La falta de datos de consumo per cápita que apoyen la hipótesis de la conspiración del azúcar no es la prueba definitiva de que no haya relación (o, como dijo Joseph Heller, «que seas un paranoico no quiere decir que no te persigan»). La obesidad es un problema que afecta a individuos, no a poblaciones enteras, y el incremento de la obesidad no ha sido uniforme. Si hubiera pruebas científicas abrumadoras de una relación causal entre consumo de azúcar y obesidad la cosa cambiaría. Advances in Nutrition publicó en 2014 un estudio de todas las pruebas sobre la relación entre azúcar y obesidad, y llegó a la conclusión de que «los ensayos clínicos recientes sobre los azúcares de consumo más habitual no respaldan la existencia de una relación especial con casos de obesidad, síndrome metabólico, diabetes, factores de riesgo cardiovasculares o esteatosis hepática no alcohólica».6

Luego se centran en la obesidad, y combinan los datos de tres revisiones sistemáticas de consumo de azúcar y peso corporal, y llegan a la siguiente conclusión: «Estos metaanálisis de la prueba controlada aleatorizada demuestran que sustituir el azúcar por otros macronutrientes de valor energético equivalente no altera el peso corporal». Así que la relación causal entre ambas cosas es, como mínimo, discutible.

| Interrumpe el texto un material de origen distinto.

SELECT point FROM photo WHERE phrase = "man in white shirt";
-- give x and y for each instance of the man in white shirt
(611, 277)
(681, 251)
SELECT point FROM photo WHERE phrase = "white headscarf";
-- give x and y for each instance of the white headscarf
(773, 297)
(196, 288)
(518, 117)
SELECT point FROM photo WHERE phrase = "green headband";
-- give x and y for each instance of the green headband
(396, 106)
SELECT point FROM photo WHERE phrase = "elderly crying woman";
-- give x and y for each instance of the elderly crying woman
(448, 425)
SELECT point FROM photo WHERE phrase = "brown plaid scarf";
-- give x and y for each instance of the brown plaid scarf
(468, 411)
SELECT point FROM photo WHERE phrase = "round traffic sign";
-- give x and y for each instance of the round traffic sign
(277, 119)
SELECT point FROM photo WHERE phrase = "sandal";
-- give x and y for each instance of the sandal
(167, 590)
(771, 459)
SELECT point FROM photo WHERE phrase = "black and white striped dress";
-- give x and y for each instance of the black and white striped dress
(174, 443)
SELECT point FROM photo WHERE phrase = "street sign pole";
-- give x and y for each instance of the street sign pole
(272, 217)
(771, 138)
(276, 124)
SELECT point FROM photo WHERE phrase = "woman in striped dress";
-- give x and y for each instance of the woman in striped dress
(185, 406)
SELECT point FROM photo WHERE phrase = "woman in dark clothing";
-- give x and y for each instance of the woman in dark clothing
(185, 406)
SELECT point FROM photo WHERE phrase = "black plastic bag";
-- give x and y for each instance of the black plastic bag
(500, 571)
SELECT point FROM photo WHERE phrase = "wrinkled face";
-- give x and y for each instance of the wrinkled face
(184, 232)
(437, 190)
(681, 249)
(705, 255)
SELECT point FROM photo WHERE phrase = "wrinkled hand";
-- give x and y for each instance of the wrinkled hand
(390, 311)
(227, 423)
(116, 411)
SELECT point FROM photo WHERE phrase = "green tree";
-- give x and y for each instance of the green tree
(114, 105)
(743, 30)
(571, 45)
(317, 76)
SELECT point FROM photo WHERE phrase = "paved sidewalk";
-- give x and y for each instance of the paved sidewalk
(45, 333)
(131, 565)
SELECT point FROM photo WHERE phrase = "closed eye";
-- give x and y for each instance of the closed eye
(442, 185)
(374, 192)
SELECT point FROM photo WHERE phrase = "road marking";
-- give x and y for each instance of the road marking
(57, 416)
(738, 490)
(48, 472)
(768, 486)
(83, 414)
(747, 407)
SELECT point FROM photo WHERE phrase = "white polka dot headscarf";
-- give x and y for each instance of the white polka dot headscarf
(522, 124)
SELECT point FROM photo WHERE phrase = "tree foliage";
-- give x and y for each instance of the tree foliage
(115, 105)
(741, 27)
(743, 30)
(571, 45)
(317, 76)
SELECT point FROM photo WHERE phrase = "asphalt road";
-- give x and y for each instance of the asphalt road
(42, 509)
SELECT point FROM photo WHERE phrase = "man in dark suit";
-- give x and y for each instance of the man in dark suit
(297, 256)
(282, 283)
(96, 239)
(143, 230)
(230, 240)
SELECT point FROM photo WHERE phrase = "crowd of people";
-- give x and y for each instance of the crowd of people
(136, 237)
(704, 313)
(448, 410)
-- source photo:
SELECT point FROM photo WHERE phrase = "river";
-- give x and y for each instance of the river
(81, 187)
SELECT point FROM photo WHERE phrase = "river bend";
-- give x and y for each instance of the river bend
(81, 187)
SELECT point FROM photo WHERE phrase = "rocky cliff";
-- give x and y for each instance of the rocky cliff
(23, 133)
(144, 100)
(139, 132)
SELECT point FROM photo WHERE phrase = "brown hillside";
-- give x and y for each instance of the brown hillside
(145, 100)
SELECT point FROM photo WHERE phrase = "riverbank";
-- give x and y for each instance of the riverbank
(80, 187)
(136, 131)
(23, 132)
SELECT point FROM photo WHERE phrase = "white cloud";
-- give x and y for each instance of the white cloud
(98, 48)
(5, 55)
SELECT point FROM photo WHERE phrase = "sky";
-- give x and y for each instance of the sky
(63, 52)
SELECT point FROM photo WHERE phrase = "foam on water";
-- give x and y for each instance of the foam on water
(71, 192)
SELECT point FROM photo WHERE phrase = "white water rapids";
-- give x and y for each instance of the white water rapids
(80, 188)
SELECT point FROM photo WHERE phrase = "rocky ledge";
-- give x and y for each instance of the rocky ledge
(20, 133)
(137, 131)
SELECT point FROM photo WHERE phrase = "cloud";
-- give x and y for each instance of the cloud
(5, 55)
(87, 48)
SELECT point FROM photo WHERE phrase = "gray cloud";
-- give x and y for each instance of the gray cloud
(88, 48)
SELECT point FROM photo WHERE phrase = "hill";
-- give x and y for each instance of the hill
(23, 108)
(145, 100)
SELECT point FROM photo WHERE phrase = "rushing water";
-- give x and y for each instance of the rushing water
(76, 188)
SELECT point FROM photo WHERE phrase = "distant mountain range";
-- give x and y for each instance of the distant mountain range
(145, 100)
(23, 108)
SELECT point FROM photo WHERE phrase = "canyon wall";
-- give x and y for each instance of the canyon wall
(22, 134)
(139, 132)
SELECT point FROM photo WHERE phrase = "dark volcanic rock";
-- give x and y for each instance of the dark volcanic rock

Cualquiera que haya trabajado en el ámbito de la salud pública nos dirá que el problema de las directrices dietéticas no son los consejos, sino que nadie los sigue. Ojalá la causa de la obesidad fuera tan simple como un cambio en las directrices; entonces no habría de qué preocuparse. Muchos organismos de la salud en todo el mundo han revisado ya sus consejos en el tema del azúcar, y proponen una reducción importante en las cantidades recomendadas, así como diferentes estrategias para reducir el consumo (el 5 % del que hablaba antes es después de esta reducción; antes la mayoría de las directrices hablaban de un 10-11 %). Si el público obedeciera ciegamente los consejos del gobierno, esto reduciría el consumo de azúcar a la mitad, pero mucho me temo que la realidad va a ser muy otra (y ahora es cuando entran los antiazúcar aullando que se debe a que la gente se ha hecho adicta en los treinta últimos años).